La rhétorique du miroir déformant

[ Pour continuer dans ces histoires d’argumentaires, voici la réédition de l’article de Lapa qui fait suite à celui sur le Point Clouseau. Bonne lecture. César.]

Après le point godwin, le point Clouseau, le point Morice[1], voici une autre rhétorique habituelle des commentateurs d’internet. Elle est relativement simple et utilisée sur presque tous les fils de discussion où il y a bataille d’argumentaires.

Elle consiste tout simplement à prendre systématiquement un exemple de faits s’approchant du sujet et qu’on pourrait croire similaires mais non abordés par l’auteur comme seul argument de questionnement.

Un exemple:

un article va parler des violences faites aux femmes. Vous avez 95% de chances qu’un commentateur vienne sortir soit un exemple d’un homme qui s’est fait tabasser par sa femme, ou alors le chiffre des 10-15% (?) d’hommes battus parmi les conjoints battus. Vous avez 95% de chance que ce commentateur ne soit là que pour « nuancer » les propos de l’auteur. Vous aurez 95%[2] de chances que ce commentateur n’argumente absolument pas sur les faits de l’article et qu’il ne prenne jamais position contre les faits reprochés (ou alors très timidement et après moultes sollicitations). En fait vous avez 100% de chances ou pas loin qu’un commentateur n’argumentant que de la sorte soit, en fait, un antiféministe farouche que les chiffres de la violence conjugale laissent de marbre et qui n’est là que pour contredire l’auteur, affaiblir son message,  mais sans passer pour un sale macho.

D’autres exemples?

Si dans une discussion vous allez sous-entendre que le prophète parfait des musulmans était pédophile, Momo va direct vous affirmer que les rois de France aussi (ce qui est faux d’ailleurs mais il n’a été que prof d’histoire faut pas lui en vouloir).  Ce qui lui évite d’avoir à prendre position « oui ou non il était pédophile », et permet d’affaiblir les propos de l’auteur en relativisant: « voyez! eux aussi! » voire d’excuser carrément. Morice est un exemple parfait de l’utilisation de ce type de rhétorique. Vous dites du mal du Coran, de la bouffe hallal, bref de l’islam en général ou du prophète en particulier? Hop aussitôt, après vous avoir traité de nazi (c’est un bonus pas toujours facile à avoir du premier coup), il vous racontera une histoire pour dégrader l’Eglise catholique direct (comme si cela pouvait vous toucher !).

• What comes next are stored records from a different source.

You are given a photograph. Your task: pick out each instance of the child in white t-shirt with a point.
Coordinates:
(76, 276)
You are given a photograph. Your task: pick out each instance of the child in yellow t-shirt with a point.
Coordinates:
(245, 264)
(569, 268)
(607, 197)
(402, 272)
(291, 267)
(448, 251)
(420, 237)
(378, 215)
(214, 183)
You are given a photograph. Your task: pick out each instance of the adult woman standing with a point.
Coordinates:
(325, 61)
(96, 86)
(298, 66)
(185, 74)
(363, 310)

Dans cet article que je sors des profondeurs vous aurez de nombreux exemples de cette rhétorique du miroir, c’est parfaitement instructif. C’est un enseignement à lui tout seul des merveilles de gogovox et de ses piliers. Vous retrouverez des noms bien connus. Des gens qui savent prendre du recul.

A ce propos, le premier commentaire de J.Carmet ici est typique également…

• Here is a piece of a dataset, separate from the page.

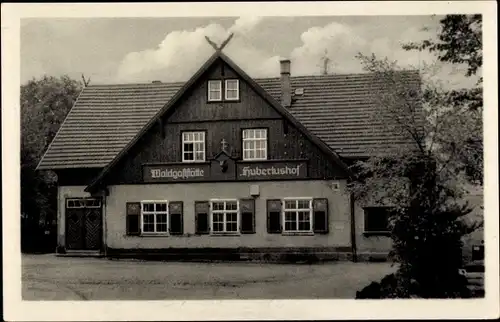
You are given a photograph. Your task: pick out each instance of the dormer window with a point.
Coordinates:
(229, 87)
(232, 87)
(214, 91)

Un sujet toujours propice à ce genre de manipulation (et à beaucoup d’autres) est évidemment le conflit israelo-palestinien.

L’objectif de cette rhétorique:

1- affaiblir le poids des faits relatés par l’auteur. Sous-entendu: il n’ y a pas que ça dans la vie, par exemple.

2- mettre en doute la sincérité ou l’objectivité de l’auteur. Si l’auteur n’en n’a pas parlé, c’est forcément qu’il est partial.

3- faire dévier un fil de discussion. Le nouveau sujet lancé fera diversion, les commentateurs vont se focaliser sur ces argumentations plutôt que sur l’article et son idée principale. On part dans une bataille purement rhétorique.

4- éviter de donner sa position. C’est très important pour ceux qui tiennent à leur image : « jamais je n’ai dit que…  » ou « trouvez-moi une phrase où je soutiens la flagellation des femmes afghanes?? »

5- excuser les faits par une relativisation générale. C’est un peu ce qu’on faisait enfants, quand nos parents nous grondaient: « oui mais UNTEL, il a dit cacaproutboudin ».

Pourquoi miroir déformant?

Tout simplement parce que l’argumentaire proposé est supposé être un miroir des faits exposé par l’auteur. On parlera donc de faits similaires ou supposés tels (la véracité n’entre pas en ligne de compte).

Mais il est déformant parce qu’en cherchant à nuancer l’inexcusable, on voulant nier ou relativiser des faits avérés, parfois graves, les utilisateurs de cette technique sont obligés de déformer ces faits. De leur donner une proportion qui n’est pas la leur à l’origine (le nombre, la fréquence, l’impact, l’intérêt…). Grossir et forcer le trait, voire mentir.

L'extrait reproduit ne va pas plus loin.